The Bristol County District Attorney's Office said 37-year-old Nehemya Smith of Plymouth received a sentence of 30 to 40 years in state prison after being found guilty last month of 25 charges.
Smith was convicted of 11 counts of aggravated rape of a child, another count of rape, nine counts of indecent assault and battery on a person over 14 and four counts of indecent assault and battery on a person under 14.
"The defendant was an 'elder' with the Twelve Tribes, which is an international religious based organization with multiple locations in New England," the district attorney's office said in a press release Wednesday. "When members join the Tribe, they give up their possessions and live communally."
The investigations of both cases began after siblings of the victims left the group, learned about the allegations and alerted police, according to prosecutors.
The abuse occurred between 2016 and 2020 in the towns of Raynham, Hyannis and Milton, prosecutors explained.

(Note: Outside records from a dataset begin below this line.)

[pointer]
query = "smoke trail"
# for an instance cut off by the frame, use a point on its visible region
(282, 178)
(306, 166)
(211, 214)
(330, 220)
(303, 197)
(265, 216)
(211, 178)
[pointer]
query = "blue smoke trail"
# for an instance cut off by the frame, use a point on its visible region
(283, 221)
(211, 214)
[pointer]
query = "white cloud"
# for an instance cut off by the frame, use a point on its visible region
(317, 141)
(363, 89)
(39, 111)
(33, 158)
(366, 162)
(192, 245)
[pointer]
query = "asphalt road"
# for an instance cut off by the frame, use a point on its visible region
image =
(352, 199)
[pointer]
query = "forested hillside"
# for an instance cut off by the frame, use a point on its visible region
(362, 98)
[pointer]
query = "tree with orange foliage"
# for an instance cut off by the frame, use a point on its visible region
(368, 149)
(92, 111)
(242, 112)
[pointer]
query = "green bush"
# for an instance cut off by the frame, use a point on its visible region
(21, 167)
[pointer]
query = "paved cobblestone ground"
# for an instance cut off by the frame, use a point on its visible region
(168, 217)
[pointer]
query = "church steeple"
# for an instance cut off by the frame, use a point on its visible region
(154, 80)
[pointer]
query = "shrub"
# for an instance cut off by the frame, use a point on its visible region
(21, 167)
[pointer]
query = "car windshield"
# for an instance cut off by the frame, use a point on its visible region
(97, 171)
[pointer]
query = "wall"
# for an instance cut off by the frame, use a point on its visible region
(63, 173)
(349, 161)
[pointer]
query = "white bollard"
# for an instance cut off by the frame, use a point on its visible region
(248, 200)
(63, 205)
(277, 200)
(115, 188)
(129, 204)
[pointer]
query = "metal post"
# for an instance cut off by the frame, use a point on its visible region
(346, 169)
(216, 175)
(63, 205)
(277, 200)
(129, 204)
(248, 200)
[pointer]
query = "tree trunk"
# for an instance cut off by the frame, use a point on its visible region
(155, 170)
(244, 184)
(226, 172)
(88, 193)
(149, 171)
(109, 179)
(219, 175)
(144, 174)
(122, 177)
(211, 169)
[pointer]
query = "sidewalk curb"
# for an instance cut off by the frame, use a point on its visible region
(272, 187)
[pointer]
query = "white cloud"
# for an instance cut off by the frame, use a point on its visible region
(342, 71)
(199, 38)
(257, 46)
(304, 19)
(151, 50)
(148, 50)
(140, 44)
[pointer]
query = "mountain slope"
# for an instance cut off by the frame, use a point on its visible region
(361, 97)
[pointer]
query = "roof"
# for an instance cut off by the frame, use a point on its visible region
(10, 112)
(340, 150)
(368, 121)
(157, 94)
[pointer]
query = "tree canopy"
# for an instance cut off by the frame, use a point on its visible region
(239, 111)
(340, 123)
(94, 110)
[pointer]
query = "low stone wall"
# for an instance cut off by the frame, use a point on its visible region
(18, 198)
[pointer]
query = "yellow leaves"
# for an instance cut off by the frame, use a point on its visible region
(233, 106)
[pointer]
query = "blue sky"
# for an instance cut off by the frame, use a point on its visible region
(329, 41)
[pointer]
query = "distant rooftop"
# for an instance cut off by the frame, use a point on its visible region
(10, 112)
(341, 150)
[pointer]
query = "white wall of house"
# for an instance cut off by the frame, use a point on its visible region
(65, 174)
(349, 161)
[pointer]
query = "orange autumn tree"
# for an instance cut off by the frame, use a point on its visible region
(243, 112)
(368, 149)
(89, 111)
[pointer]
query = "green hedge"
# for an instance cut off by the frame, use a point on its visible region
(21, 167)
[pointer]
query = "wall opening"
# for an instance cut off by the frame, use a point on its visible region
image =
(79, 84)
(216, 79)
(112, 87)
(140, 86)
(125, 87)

One girl was abused between the ages of 14 and 16 while the other was abused between the ages of 12 and 15.
While the incidents spanned three counties, prosecutors said the cases in Barnstable County and Norfolk County were transferred to Bristol County to try them all together.
The Southern Poverty Law Center describes the Twelve Tribes as "a Christian fundamentalist cult" started in the South in the 1970s.
NBC affiliate WJAR reported that the group runs The Yellow Deli, a sandwich shop on Main Street in Plymouth.
The restaurant's website lists locations in 11 U.S. states, also including New Hampshire and Vermont, and in seven other countries around the world.
Free pamphlets inside The Yellow Deli's Plymouth location describe the group's "radical movement" and invite people to join its community, WJAR reported.
The Twelve Tribes has faced criticism involving treatment of children for years. Authorities in Germany raided settlements in Bavaria in 2013, removing 40 children after hidden-camera footage showed parents caning children as punishment. That decision was later upheld by the European Court of Human Rights, The Associated Press reported in 2018.